If you are using WSL, type wsl docker build instead.

Create Secondary Layer with MATLAB Runtime

Create a MATLAB Runtime Docker image layer that uses the custom base layer you created. Use name-value arguments to specify the base layer image and the MATLAB Runtime image name.

runtimeImageName = "custom-matlabruntime:r2024b";
compiler.runtime.createDockerImage(buildResults, ...
    "BaseImage",depsImageName, ...
    "ImageName",runtimeImageName)

Note

If you are unable to reach the Docker repositories, then you must first run compiler.runtime.createInstallerDockerImage with the path to the Linux MATLAB Runtime installer.

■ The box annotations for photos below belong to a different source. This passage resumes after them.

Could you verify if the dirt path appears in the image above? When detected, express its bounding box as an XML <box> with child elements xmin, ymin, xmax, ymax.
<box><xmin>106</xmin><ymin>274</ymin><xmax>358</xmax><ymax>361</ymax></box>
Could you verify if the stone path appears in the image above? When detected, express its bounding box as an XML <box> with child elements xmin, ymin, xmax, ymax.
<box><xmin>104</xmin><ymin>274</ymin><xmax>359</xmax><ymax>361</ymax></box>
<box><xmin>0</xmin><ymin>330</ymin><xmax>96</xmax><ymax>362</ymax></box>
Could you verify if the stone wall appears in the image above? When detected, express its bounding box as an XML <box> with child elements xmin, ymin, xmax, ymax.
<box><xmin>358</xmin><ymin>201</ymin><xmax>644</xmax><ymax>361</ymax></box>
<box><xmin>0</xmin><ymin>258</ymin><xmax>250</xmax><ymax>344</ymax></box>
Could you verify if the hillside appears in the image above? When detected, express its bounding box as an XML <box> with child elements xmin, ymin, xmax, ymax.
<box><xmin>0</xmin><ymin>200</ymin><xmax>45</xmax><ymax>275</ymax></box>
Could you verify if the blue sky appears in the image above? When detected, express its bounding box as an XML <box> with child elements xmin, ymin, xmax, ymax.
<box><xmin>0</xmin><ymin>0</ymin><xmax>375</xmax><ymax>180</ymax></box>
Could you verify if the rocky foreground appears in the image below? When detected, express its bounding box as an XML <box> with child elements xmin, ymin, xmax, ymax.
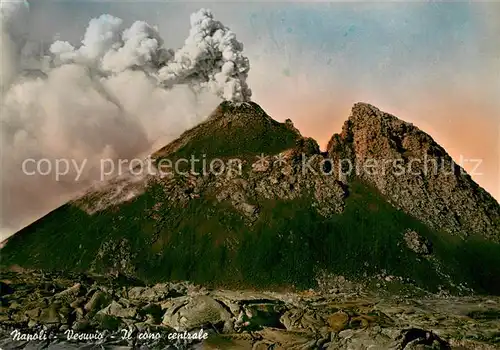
<box><xmin>0</xmin><ymin>271</ymin><xmax>500</xmax><ymax>349</ymax></box>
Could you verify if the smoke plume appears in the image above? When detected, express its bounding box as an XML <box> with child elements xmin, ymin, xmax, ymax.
<box><xmin>0</xmin><ymin>0</ymin><xmax>251</xmax><ymax>239</ymax></box>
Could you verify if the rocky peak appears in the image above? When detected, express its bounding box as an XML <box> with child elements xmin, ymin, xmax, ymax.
<box><xmin>328</xmin><ymin>103</ymin><xmax>500</xmax><ymax>241</ymax></box>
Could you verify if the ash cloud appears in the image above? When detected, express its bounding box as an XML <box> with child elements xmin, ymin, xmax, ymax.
<box><xmin>0</xmin><ymin>1</ymin><xmax>251</xmax><ymax>239</ymax></box>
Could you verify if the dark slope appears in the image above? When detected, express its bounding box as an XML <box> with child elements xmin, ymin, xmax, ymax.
<box><xmin>1</xmin><ymin>103</ymin><xmax>500</xmax><ymax>293</ymax></box>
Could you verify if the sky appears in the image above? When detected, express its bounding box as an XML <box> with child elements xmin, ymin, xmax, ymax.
<box><xmin>2</xmin><ymin>0</ymin><xmax>500</xmax><ymax>239</ymax></box>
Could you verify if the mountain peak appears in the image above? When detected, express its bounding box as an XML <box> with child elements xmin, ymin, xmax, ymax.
<box><xmin>328</xmin><ymin>103</ymin><xmax>500</xmax><ymax>241</ymax></box>
<box><xmin>152</xmin><ymin>101</ymin><xmax>302</xmax><ymax>159</ymax></box>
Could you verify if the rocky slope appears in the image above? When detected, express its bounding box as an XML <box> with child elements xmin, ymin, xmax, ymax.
<box><xmin>1</xmin><ymin>102</ymin><xmax>500</xmax><ymax>294</ymax></box>
<box><xmin>328</xmin><ymin>103</ymin><xmax>500</xmax><ymax>242</ymax></box>
<box><xmin>0</xmin><ymin>271</ymin><xmax>500</xmax><ymax>350</ymax></box>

Create Application Layer by Packaging MATLAB Microservice

Create a microservice Docker image for the production server archive. Specify the name of the MATLAB Runtime Docker image you created as an input to the compiler.package.microserviceDockerImage function.

compiler.package.microserviceDockerImage(buildResults, ...
    "ImageName","mirror-micro","RuntimeImage",runtimeImageName);

You can deploy the microservice image using Docker and make calls to the service using any programming language that has HTTP libraries, including MATLAB Production Server™ client APIs.

For details about pushing your image to Docker Hub or your private registry, consult the Docker documentation.

Test Docker Image

Note

If Docker is running in a WSL2 session, preface the following commands with wsl.

  1. At the system command line, run the mirror-micro microservice image in Docker.

    docker run --rm -p 9900:9910 mirror-micro

    Port 9910 is the default port exposed by the microservice within the Docker container. You can map it to any available port on your host machine. For this example, it is mapped to port 9900.

    You can specify additional options in the Docker command. For a complete list of options, see Microservice Command Arguments.

  2. Once the container is running in Docker, you can check the status of the service by opening the following URL in a web browser:

    http://hostname:9900/api/health

    Note

    Use localhost as the hostname if Docker is running on the same machine as the browser. If you are using Docker Desktop, you can access the container using host.docker.internal.

    If the service is ready to receive requests, you see the following message:

    "status:  ok"
  3. Test the running service. In the terminal, use the curl command to send a JSON query with the input argument 4 to the service through port 9900. For more information on constructing JSON requests, see JSON Representation of MATLAB Data Types (MATLAB Production Server).

    curl -v -H Content-Type:application/json -d '{"nargout":1,"rhs":[4]}' "http://<hostname>:9900/mirror/mirror"

    The output is the same as the input.

    {"lhs":[{"mwdata":[4],"mwsize":[1,1],"mwtype":"double"}]}

    Note

    To use curl on Windows, use the following syntax:

    curl -v -H Content-Type:application/json -d "{\"nargout\":1,\"rhs\":[4]}" "http://<hostname>:9900/mirror/mirror"

  4. To stop the service, use the following command to display the container id.

    docker ps
    CONTAINER ID       IMAGE              COMMAND                  CREATED            STATUS            PORTS                    NAMES
    065546e98708       mirror-micro       "/opt/matlabruntime/…"   4 minutes ago      Up 4 minutes      0.0.0.0:9900->9910/tcp   silly_slaw

    Stop the service using the specified container id.